Nel caso di specie, l’acquisto di due autovetture e di una moto di grossa cilindrata, e di una casa di abitazione è stato giudicato incompatibile con i redditi dichiarati dal contribuente, il quale pur avendo fornito la documentazione che le spese contestate erano state sostenute mediante la percezione e il reimpiego di somme, meglio indicate alla p. 3 del ricorso, tuttavia, in riferimento alla elargizione effettuata dal suocero pari ad € 80.000,00, tale erogazione non è stata ritenuta rientrante nella complessiva posizione reddituale del nucleo familiare, come inteso dalla giurisprudenza di questa Corte, secondo cui il nucleo familiare è costituito dai coniugi conviventi e dai figli, soprattutto minori, atteso che la presunzione del loro concorso alla produzione del reddito trova fondamento, ai fini dell’accertamento suddetto, nel vincolo che li lega, e non già nel mero fatto della convivenza, cosi escludendosi la desumibilità da quest’ultima del possesso di redditi prodotti da un parente diverso o da un affine, in quanto tale estraneo al nucleo familiare (Cass. n. 5365/14). La CTR spiegando le ragioni di possesso dei beni ha applicato correttamente i principi sopra enunciati. Infine, i motivi di censura, sotto forma di prospettata violazione di legge, attengono al merito e comunque alla sufficienza della motivazione (vizio non più deducibile alla stregua del nuovo 360 n. 5).

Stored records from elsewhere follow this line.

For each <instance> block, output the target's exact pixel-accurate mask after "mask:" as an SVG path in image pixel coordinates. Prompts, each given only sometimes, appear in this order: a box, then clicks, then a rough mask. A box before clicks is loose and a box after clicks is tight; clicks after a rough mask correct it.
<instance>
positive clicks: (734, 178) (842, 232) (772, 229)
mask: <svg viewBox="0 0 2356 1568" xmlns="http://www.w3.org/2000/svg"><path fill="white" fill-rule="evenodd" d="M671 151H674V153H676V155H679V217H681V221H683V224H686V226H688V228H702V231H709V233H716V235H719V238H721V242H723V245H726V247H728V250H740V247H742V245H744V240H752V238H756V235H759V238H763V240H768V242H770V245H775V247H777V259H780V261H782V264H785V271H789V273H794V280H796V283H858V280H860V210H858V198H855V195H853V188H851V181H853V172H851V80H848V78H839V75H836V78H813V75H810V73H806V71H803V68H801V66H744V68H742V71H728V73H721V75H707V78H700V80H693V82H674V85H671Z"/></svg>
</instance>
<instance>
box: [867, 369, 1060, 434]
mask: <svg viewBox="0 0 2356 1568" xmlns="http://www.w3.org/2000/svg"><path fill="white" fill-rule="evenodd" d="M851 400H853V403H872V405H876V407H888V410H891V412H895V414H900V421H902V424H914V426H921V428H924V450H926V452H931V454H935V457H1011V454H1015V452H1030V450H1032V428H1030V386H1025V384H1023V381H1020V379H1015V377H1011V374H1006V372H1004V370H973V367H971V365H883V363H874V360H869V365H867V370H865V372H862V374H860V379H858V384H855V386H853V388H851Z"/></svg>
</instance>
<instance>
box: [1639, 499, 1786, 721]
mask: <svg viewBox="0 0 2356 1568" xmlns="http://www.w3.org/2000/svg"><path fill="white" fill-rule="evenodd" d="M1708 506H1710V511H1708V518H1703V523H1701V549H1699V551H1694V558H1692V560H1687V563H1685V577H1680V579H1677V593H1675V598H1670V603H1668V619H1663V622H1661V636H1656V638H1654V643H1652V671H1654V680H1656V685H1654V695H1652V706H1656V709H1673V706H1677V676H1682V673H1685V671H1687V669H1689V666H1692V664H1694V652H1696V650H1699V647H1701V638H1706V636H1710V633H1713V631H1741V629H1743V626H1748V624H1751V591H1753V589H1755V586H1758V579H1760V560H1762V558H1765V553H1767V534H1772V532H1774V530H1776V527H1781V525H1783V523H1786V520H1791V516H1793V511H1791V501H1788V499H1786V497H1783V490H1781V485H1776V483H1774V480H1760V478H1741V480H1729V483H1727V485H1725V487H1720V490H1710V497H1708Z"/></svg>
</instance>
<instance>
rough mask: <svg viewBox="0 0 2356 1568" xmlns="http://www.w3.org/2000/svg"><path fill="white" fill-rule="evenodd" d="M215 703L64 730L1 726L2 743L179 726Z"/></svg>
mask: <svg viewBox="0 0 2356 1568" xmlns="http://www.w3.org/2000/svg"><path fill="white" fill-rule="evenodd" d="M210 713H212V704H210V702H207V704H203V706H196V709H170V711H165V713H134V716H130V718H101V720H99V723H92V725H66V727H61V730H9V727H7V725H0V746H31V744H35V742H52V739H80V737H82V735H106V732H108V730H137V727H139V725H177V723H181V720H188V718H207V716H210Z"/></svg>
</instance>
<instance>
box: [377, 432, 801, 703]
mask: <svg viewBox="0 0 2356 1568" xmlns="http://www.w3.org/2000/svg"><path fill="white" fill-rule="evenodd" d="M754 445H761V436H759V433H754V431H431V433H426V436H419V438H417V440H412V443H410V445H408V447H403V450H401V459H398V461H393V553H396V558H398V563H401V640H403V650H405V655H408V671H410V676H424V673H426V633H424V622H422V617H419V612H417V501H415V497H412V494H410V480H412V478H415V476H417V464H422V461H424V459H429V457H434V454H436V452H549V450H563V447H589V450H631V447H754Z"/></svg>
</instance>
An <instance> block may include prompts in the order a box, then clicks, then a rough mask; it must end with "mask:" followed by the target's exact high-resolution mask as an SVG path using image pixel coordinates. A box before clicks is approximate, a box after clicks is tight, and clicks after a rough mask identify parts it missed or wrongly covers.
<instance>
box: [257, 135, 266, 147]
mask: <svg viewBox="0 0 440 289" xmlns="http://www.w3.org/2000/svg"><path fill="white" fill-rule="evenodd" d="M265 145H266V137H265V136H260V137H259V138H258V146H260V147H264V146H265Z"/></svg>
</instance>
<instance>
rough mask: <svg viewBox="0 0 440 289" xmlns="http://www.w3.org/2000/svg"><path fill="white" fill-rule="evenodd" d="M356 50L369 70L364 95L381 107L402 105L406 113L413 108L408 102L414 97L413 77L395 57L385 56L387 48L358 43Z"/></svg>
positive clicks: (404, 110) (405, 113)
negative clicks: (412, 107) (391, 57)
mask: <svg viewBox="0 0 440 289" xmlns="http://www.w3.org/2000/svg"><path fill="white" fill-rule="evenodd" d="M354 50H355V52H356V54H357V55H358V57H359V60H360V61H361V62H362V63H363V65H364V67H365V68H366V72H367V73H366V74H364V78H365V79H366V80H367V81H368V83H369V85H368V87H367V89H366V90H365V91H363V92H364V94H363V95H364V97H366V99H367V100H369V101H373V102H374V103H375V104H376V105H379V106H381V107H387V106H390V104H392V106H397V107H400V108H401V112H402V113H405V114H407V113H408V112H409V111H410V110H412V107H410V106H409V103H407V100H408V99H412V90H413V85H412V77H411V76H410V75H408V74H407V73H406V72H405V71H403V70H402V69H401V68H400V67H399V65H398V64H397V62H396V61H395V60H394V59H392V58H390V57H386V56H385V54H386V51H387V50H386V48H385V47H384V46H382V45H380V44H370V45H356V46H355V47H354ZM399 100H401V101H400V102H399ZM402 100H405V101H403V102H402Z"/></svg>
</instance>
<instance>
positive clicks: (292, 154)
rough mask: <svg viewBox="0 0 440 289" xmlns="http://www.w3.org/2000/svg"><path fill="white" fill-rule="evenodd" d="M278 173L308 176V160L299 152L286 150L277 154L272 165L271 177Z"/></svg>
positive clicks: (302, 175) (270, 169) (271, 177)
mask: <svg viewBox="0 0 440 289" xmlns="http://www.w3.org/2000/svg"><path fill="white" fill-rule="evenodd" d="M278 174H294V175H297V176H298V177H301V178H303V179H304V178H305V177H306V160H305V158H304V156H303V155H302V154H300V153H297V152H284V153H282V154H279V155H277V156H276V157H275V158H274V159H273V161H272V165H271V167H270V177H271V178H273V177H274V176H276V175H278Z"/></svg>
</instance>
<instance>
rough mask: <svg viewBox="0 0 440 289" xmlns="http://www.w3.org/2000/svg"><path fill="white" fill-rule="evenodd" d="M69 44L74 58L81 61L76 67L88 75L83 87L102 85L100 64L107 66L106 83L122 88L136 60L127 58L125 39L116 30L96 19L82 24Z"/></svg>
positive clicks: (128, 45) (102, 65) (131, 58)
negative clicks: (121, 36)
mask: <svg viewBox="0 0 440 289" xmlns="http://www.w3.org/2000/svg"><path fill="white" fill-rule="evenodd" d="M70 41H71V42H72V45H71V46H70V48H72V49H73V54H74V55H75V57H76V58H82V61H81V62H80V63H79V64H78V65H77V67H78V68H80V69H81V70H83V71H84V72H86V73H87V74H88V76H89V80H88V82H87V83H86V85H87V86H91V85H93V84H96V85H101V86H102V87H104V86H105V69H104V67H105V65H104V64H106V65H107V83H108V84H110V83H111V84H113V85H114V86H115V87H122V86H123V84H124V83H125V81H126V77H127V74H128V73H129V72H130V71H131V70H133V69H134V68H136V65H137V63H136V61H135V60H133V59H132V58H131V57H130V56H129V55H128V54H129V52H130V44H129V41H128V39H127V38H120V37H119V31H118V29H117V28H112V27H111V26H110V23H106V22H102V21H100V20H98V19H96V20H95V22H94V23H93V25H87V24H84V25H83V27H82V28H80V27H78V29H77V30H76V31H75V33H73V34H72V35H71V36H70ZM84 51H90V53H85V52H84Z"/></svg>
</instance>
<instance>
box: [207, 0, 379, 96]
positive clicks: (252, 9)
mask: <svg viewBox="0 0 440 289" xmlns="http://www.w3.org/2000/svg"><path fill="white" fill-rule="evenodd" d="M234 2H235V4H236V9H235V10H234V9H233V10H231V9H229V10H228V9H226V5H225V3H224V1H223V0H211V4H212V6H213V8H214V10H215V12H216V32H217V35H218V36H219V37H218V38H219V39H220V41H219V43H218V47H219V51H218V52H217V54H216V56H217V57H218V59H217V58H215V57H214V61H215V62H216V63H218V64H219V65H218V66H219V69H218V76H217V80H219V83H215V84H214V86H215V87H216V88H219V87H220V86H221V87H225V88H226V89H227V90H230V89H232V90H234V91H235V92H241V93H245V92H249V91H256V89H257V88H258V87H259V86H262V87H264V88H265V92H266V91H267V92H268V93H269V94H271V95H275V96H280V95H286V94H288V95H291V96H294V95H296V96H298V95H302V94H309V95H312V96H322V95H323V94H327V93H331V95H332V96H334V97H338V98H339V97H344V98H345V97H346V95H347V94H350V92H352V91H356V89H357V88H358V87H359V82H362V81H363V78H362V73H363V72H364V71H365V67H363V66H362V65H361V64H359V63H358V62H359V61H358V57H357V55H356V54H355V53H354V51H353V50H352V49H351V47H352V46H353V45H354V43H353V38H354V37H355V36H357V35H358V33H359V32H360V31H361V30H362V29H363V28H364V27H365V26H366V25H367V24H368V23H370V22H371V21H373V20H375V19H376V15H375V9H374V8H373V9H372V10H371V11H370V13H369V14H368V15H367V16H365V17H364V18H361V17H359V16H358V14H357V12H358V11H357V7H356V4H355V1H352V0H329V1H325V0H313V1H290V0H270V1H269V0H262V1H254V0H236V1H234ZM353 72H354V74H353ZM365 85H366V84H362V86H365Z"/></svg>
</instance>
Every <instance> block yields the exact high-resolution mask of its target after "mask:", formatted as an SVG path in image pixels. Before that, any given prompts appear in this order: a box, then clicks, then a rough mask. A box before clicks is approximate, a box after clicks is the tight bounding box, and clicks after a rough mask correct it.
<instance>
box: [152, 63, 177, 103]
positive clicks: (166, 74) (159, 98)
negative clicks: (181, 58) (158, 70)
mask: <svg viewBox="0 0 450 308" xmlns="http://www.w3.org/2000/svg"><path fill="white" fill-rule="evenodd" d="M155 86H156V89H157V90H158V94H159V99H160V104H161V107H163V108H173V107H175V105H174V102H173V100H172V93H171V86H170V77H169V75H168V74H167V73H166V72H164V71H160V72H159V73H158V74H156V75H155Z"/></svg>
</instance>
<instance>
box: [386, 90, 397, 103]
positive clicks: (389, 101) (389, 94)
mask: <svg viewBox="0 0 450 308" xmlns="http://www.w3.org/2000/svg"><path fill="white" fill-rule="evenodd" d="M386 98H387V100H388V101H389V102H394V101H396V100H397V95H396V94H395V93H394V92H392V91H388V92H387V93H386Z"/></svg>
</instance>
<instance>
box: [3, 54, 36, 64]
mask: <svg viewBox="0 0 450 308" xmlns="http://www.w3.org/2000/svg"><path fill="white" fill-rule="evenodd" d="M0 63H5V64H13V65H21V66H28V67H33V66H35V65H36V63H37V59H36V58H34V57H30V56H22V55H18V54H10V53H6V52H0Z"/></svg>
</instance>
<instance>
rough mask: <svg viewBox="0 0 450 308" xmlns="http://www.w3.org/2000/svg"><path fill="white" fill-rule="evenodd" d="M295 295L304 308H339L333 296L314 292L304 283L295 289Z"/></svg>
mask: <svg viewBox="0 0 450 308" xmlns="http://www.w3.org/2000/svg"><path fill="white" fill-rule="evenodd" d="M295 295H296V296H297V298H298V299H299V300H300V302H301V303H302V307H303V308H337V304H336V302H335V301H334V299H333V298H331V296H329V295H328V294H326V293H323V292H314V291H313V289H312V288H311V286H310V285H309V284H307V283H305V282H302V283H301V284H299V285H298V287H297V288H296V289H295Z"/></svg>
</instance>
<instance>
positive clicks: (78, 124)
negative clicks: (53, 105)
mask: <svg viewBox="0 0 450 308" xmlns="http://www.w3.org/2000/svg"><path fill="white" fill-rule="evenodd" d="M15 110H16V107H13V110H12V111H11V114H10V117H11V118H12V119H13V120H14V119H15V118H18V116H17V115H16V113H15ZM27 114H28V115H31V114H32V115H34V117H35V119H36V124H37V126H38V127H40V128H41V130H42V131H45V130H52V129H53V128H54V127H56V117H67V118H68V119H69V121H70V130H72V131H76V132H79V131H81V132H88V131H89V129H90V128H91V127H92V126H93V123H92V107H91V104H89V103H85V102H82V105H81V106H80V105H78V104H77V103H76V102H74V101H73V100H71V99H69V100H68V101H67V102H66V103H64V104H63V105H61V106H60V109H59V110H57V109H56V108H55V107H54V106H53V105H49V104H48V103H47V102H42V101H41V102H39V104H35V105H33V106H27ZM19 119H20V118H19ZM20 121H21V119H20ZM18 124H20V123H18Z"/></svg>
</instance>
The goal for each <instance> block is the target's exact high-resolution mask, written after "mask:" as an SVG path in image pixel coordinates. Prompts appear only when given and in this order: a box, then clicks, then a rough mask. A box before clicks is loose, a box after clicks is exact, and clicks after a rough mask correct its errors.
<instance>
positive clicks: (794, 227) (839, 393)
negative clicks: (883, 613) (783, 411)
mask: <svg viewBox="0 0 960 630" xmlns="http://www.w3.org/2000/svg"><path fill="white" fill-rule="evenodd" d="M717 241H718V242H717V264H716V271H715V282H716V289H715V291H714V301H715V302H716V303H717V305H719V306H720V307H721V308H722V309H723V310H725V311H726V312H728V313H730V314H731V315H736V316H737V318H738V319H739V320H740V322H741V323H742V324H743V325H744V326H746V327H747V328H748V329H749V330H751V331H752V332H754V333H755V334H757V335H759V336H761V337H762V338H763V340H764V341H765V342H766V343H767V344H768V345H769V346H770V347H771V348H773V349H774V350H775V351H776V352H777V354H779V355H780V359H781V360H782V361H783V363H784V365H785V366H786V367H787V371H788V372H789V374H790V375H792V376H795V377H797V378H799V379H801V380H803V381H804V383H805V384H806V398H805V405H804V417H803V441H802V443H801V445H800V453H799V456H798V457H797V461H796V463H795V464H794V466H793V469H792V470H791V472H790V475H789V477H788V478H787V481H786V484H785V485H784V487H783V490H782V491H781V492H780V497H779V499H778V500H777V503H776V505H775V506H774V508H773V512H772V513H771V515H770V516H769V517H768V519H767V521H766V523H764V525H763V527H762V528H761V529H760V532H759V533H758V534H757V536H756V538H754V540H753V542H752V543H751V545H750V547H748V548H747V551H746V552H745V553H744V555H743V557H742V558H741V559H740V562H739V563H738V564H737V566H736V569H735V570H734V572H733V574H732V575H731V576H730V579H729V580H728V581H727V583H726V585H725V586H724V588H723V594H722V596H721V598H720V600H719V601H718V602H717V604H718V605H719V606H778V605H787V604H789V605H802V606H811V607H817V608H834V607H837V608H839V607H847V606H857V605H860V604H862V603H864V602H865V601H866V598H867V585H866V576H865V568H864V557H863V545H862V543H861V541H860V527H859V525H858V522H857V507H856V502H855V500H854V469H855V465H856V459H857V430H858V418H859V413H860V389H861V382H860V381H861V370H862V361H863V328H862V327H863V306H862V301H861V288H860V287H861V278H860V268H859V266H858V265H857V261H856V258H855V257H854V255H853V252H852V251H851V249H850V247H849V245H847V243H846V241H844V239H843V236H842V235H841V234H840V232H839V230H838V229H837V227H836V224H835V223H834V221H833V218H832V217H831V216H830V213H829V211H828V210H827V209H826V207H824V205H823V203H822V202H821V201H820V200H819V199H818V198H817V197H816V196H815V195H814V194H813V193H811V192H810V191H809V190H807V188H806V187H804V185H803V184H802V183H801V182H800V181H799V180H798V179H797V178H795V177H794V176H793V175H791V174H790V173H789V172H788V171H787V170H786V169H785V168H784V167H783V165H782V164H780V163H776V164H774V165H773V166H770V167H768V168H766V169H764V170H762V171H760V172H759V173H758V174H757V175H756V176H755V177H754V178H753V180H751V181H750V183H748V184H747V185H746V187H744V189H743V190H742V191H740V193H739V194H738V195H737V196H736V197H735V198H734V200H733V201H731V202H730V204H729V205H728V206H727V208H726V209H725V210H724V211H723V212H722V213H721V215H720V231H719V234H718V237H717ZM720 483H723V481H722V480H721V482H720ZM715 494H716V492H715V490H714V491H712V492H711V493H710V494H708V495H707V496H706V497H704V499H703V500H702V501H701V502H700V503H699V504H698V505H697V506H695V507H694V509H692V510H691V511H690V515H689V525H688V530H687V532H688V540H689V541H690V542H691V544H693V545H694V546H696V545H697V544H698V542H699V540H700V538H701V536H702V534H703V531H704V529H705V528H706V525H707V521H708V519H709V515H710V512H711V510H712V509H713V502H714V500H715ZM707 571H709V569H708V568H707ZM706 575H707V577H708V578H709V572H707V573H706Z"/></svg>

La mancata predisposizione di difese scritte da parte dell’Agenzia delle Entrate, esonera il Collegio dal provvedere sulle spese.
Va dato atto della sussistenza dei presupposti, per il versamento, da parte del ricorrente, dell’ulteriore importo a titolo di contributo unificato pari a quello dovuto per il ricorso.
P.Q.M.
Rigetta il ricorso.
Ai sensi dell’art. 13 comma 1 quater del d.P.R. n. 115 del 2002, dà atto della sussistenza dei presupposti per il versamento da parte del ricorrente dell’ulteriore importo pari a quello dovuto per il ricorso, a norma del comma 1 – bis dello stesso articolo 13.